Premier of Montserrat
- In office 12 September 2014 – 19 November 2019
- Monarch: Elizabeth II
- Governor: Adrian Davis Elizabeth Carriere Andrew Pearce
- Preceded by: Reuben Meade
- Succeeded by: Easton Taylor-Farrell

Leader of the Opposition
- In office 2011–2014

Personal details
- Born: 1962 (age 63–64) Salem, Montserrat
- Party: People's Democratic Movement
- Other political affiliations: Montserrat Democratic Party

= Donaldson Romeo =

Donaldson Romeo (born 1962) is a Montserratian politician. He is currently a member of the Legislative Assembly and served as the island's Premier from September 2014 until November 2019.

Having formerly worked as an artist and a journalist, he was first elected to parliament as an independent candidate in 2011.

==Biography==
Romeo was born in Salem, Montserrat in 1962. He attended Salem Primary School and Montserrat Secondary School, before becoming a pupil at the George School, a boarding school in the United States. Although he started studying medicine at Temple University, he returned to Montserrat after a year to help his father with his hardware business. In 1984 he moved to the United Kingdom, where he became an artist. He was served with a deportation order, but after gaining support from MPs Ken Livingstone and John Carlisle and the National Portrait Gallery, his order was overturned.
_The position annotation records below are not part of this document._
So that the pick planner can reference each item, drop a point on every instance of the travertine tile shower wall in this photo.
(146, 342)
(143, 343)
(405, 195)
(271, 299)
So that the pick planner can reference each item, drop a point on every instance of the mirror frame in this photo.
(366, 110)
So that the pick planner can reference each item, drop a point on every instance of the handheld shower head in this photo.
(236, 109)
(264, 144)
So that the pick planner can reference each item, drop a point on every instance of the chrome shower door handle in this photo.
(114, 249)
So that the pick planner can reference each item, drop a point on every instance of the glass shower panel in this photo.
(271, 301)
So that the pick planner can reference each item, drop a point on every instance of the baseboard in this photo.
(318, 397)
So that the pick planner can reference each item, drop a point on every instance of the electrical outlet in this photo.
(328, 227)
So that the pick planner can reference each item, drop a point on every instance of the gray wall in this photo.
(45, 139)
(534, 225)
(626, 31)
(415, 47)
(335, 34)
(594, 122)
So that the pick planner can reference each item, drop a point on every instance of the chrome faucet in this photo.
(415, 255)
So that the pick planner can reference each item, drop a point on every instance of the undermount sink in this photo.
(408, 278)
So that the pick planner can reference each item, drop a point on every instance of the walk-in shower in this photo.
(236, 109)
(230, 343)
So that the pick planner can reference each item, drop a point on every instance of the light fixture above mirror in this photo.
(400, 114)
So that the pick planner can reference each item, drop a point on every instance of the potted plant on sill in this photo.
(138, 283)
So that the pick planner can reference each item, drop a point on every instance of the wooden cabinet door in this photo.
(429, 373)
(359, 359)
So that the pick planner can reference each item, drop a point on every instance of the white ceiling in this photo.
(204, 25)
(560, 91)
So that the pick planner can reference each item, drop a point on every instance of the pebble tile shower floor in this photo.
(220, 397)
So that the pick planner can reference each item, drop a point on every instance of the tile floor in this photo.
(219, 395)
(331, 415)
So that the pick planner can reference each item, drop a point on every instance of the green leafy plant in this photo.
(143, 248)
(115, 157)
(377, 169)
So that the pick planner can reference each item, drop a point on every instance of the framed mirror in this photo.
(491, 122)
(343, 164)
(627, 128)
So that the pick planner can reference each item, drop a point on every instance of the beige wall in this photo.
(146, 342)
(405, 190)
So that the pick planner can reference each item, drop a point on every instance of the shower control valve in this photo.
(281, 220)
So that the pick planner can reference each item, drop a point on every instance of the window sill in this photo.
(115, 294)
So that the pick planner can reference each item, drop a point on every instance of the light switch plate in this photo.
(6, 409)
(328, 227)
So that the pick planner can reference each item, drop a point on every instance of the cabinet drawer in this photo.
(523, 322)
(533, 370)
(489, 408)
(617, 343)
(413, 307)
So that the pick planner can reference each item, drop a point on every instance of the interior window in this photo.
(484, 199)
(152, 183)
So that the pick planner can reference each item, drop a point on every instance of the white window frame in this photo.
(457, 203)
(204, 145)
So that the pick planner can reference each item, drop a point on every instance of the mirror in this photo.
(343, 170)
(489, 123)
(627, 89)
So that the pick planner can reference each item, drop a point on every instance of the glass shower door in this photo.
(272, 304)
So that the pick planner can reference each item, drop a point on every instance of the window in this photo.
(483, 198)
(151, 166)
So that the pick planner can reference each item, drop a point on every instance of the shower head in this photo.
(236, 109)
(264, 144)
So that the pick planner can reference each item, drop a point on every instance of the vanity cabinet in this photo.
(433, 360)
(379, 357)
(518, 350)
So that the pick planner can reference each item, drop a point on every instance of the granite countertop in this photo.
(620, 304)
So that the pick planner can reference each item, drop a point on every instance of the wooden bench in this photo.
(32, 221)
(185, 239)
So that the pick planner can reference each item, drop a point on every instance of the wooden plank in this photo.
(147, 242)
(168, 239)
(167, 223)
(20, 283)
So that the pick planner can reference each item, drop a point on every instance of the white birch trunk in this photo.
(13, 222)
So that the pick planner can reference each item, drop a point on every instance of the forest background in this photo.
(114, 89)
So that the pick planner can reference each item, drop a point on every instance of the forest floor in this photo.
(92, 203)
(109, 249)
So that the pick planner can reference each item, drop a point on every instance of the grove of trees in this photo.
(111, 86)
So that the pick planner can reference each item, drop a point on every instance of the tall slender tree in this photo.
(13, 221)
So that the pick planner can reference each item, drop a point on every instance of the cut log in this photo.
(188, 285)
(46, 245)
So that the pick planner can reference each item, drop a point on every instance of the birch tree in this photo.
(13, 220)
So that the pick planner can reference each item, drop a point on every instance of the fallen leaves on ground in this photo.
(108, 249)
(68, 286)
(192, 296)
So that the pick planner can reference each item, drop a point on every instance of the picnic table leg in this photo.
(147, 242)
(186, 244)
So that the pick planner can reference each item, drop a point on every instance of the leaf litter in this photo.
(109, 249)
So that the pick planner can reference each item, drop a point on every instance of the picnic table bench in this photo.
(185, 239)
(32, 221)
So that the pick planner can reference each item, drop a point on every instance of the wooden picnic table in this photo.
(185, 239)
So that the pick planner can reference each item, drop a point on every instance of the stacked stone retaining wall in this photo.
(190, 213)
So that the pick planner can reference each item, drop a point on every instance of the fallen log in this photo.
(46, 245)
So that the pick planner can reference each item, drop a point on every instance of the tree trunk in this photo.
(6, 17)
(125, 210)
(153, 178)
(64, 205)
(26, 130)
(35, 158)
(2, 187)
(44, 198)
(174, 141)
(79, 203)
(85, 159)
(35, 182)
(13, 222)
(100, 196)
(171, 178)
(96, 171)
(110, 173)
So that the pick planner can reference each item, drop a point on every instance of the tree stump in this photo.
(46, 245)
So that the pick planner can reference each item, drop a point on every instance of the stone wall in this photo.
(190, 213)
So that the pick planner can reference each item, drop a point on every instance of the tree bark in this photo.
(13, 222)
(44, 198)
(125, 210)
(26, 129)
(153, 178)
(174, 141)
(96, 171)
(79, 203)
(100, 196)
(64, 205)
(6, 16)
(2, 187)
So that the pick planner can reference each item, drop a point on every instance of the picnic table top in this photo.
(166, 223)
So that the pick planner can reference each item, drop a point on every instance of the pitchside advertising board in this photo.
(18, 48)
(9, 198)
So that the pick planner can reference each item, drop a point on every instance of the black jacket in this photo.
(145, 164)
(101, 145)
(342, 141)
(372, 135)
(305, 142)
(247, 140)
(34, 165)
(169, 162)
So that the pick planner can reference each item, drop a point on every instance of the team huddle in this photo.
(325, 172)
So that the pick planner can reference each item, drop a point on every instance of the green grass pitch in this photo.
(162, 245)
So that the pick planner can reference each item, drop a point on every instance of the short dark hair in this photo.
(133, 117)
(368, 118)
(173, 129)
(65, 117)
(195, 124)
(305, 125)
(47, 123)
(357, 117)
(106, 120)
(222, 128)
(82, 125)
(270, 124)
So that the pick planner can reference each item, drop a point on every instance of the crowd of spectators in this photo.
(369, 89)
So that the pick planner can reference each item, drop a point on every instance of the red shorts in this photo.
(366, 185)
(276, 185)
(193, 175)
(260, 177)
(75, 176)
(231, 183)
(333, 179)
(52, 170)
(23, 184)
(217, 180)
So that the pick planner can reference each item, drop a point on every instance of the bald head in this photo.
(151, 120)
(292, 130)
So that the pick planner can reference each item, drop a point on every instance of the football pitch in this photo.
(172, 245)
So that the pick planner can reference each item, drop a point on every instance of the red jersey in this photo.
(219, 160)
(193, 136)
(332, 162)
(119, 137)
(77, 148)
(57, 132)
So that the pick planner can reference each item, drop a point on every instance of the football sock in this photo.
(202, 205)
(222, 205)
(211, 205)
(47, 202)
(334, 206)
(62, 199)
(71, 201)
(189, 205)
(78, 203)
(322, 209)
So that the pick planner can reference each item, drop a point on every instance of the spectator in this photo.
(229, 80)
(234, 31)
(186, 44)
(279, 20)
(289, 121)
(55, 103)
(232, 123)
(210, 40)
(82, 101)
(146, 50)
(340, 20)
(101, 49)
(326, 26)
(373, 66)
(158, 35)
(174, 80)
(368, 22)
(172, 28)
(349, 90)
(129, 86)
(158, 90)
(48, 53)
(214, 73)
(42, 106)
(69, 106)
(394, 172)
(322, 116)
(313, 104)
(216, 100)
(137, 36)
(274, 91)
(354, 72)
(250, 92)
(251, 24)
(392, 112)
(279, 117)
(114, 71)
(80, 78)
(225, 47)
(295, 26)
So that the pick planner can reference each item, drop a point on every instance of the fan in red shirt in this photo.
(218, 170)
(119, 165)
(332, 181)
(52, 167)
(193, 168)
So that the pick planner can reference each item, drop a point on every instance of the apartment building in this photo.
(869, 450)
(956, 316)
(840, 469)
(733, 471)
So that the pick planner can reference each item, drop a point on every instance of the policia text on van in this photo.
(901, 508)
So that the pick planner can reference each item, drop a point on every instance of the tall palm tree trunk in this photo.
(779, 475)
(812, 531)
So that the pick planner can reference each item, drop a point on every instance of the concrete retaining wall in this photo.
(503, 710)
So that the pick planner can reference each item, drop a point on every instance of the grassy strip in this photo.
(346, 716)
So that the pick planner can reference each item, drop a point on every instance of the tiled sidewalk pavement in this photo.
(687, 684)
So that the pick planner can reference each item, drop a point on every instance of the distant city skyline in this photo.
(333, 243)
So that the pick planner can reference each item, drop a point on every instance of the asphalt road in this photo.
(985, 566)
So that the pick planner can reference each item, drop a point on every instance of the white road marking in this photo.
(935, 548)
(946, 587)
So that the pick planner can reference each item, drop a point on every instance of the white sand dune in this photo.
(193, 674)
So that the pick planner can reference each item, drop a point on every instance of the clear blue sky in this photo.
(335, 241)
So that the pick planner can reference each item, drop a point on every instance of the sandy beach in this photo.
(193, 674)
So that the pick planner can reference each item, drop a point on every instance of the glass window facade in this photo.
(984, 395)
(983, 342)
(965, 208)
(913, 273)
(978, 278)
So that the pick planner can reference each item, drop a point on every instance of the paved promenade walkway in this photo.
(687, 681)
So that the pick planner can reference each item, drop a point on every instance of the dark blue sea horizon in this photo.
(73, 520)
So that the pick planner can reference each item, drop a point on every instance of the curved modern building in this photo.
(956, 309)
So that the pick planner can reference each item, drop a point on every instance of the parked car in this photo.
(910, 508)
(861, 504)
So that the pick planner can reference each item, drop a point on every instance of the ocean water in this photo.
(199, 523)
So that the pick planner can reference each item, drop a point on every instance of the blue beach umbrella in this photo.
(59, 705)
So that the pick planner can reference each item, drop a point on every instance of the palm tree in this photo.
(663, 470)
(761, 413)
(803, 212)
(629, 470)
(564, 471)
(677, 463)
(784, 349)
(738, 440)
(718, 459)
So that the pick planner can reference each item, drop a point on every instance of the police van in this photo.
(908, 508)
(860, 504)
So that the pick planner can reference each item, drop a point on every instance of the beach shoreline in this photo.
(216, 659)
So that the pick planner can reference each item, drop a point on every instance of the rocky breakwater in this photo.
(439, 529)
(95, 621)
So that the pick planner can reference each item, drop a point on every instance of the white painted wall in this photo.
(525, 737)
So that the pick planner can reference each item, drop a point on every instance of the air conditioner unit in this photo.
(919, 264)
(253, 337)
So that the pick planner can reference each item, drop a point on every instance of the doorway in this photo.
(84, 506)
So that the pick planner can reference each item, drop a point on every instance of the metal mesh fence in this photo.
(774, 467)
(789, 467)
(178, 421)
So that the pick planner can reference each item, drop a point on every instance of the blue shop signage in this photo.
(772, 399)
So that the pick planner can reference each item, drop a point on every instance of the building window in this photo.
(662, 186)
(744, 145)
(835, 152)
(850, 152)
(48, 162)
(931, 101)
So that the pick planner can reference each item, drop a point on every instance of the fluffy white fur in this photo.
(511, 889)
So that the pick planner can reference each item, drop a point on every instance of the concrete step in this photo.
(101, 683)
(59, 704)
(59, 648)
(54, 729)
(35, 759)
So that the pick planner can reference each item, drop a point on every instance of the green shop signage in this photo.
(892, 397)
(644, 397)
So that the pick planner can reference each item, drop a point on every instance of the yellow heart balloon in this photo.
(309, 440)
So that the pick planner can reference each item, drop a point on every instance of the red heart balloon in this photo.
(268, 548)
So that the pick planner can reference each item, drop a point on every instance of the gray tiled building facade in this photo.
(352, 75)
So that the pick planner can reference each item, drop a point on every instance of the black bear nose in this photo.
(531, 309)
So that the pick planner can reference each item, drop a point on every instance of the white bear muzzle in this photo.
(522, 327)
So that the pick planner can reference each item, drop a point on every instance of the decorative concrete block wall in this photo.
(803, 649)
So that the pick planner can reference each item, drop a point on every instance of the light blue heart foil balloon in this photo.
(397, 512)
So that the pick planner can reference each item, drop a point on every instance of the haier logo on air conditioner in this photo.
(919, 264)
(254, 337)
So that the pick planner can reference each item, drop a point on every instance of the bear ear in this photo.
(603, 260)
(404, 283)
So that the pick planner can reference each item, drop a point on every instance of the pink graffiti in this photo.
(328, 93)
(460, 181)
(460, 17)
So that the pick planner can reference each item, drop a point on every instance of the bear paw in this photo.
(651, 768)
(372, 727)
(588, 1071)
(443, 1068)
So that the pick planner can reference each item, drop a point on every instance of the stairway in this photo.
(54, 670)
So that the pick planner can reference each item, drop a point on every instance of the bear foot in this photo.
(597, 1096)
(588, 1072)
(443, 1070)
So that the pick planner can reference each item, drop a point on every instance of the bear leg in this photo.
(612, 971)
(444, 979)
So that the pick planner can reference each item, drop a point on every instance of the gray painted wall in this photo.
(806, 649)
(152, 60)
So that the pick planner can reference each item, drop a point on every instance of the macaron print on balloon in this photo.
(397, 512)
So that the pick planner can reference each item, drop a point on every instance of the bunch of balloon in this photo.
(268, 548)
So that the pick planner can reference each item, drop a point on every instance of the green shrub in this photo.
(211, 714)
After the court case, Romeo returned to Montserrat and continued working as an artist before rejoining his family's hardware firm. Following the eruption of Soufrière Hills in the mid-1990s, he became a journalist.

===Political career===
Romeo was a candidate for the Montserrat Democratic Party in the 2006 general elections. He ran in the 2009 elections as an independent, and was elected.

In 2011, Romeo became Leader of the Opposition and served in that role until September 2014.

On 30 April 2014, Romeo established the People's Democratic Movement (PDM) in order to contest the upcoming elections. The September 2014 elections saw the PDM win seven of the nine seats in the Legislative Assembly, becoming the ruling party. In October 2019, he was voted out as the leader of the PDM party and was replaced by the island's Minister of Communication and Works Paul Lewis. Romeo subsequently left the party and contested the 2019 Montserratian general election as an independent candidate.

In November 2019 Romeo was re-elected and thus continues to have a seat in the island's Legislative Assembly.